The woman quickly purchased her family’s sparse groceries. As she wheeled her buggy towards the till, her thoughts rested on the unfortunate person outside. Suddenly, she whipped her buggy around, and tore through the store aisles tossing in practical items that someone homeless could easily use. So what if this would throw her own budget off, there was someone worse off than she was… Someone cold and hungry outside.
The woman had the cashier bag the groceries separately, and she quickly left the store. The street person was trudging away through the icy snow covered parking lot toward the main road. The woman ran slipping and sliding to her car, and flung the groceries onto the back seat. The car sputtered and lurched exiting the parking lot and she drove up beside the street girl. Leaning across the seat, she rolled the passenger side window down and called out asking the girl if she needed a ride.

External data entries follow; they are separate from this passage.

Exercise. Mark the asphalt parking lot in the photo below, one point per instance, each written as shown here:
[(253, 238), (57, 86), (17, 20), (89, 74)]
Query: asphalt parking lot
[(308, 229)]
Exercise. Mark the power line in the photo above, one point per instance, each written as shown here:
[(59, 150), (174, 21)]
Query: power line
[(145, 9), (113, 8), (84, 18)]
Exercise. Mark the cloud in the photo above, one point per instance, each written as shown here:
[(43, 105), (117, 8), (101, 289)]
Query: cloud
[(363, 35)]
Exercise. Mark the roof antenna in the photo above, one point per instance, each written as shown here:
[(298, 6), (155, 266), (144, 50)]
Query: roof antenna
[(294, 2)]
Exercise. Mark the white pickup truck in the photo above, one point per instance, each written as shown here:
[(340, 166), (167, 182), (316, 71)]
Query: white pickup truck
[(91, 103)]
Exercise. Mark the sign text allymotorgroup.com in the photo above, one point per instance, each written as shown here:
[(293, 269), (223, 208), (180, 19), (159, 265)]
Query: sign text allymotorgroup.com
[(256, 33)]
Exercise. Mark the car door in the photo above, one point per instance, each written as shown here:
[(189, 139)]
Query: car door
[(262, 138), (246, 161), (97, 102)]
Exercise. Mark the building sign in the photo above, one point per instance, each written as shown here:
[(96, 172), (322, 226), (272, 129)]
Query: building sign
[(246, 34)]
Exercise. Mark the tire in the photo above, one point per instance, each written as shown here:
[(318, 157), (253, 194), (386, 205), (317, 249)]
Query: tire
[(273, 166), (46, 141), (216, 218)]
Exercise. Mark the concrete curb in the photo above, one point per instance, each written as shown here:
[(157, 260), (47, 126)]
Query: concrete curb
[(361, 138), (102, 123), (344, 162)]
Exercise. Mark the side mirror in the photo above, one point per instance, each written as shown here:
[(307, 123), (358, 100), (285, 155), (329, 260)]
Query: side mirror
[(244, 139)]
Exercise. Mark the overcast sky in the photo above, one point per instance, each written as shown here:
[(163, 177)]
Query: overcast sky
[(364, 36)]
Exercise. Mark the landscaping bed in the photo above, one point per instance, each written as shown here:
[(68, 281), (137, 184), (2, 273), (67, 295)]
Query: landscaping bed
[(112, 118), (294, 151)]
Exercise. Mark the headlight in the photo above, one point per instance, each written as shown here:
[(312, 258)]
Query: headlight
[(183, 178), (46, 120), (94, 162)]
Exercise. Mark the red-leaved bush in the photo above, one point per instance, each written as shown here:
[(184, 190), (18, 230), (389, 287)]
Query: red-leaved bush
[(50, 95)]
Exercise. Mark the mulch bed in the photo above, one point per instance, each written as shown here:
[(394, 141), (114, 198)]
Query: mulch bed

The street girl stopped walking. Her eyes carefully searched the woman’s face. She nodded, and hopped into the front seat. The car suddenly reeked of dirty clothes and unwashed humanity.
Highly sensitive to smells, the woman tried not to gag. “I’m Jane,” she choked out. “What’s your name?” As casually as possible, Jane rolled the driver’s window down several inches, enough to bring in some fresh air.
“I am… Nina. Thank you for the ride. Turn left.”
They did. The car fishtailed.
Jane clenched the wheel and wondered what would happen if Nina hadn’t a place to stay tonight. “Do you have a warm shelter tonight Nina?”
“Yes, I will be very comfortable, thank you for asking.” Nina’s low, melodic voice paused while she diverted Jane down another side street. “Stop. This will do,” she said.
The car lurched to a crunchy stop deep in the unmarked snow. Nothing had travelled this way for a long time. It was starkly beautiful. The light from the street lights sparkled like tiny diamonds on the snow. Nina opened the door and stepped outside. “Thank you Jane.”
Clearing her throat Jane didn’t quite know how to do the next part. “I, uh, um… I bought you some groceries?” Jane’s voice trailed off uncertainly.
Nina, silent for a moment, sighed sadly, “I am sorry. I cannot accept these gifts from you, Jane.”
“Then, then…” Jane racked her brain, “Please accept this gift… in memory of my mom?”
Nina nodded. “Yes. That I can, and will gladly do.”
Jane flung the back car door open, shoved her own grocery bag aside, and hauled out two big bags of groceries for Nina. She placed them shyly into Nina’s waiting arms, and with a lump in her throat whispered, “Happy Christmas Nina!”
Nina inclined her head graciously. “Thank you Jane. May God bless you, and your mother Rebekkah.” Nina turned and slowly walked away, feet crunching in the ice crusted snow.
Feeling a warm glow, Jane put the car in reverse and backed up carefully. Two seconds later she slammed her foot on the brakes and leapt from the parked car, engine running. “I never told Nina my mom’s name!” she thought. “How did she know? Nina! Wait!”
But within those 10 seconds, Nina had disappeared. With the car head lights shining ahead, Jane easily followed Nina’s fresh tracks in the snow. However, about fifteen or so feet away from the car, Nina’s footprints ceased completely, and disappeared.
Dumbfounded, Jane walked back to the car. It was late and the babysitter would be wondering where she was. Jane backed up, and began the drive home. She glanced down at the dashboard.
Astoundingly, the gas tank indicator now read as full! Then, hearing rustling papery sounds from behind, Jane turned to see three huge bags of groceries bumping merrily together on the back seat…
“Thanks Nina,” Jane whispered. “Happy Christmas!”
© by Barbara Bruce
Be not forgetful to entertain strangers: for thereby some have entertained angels unawares.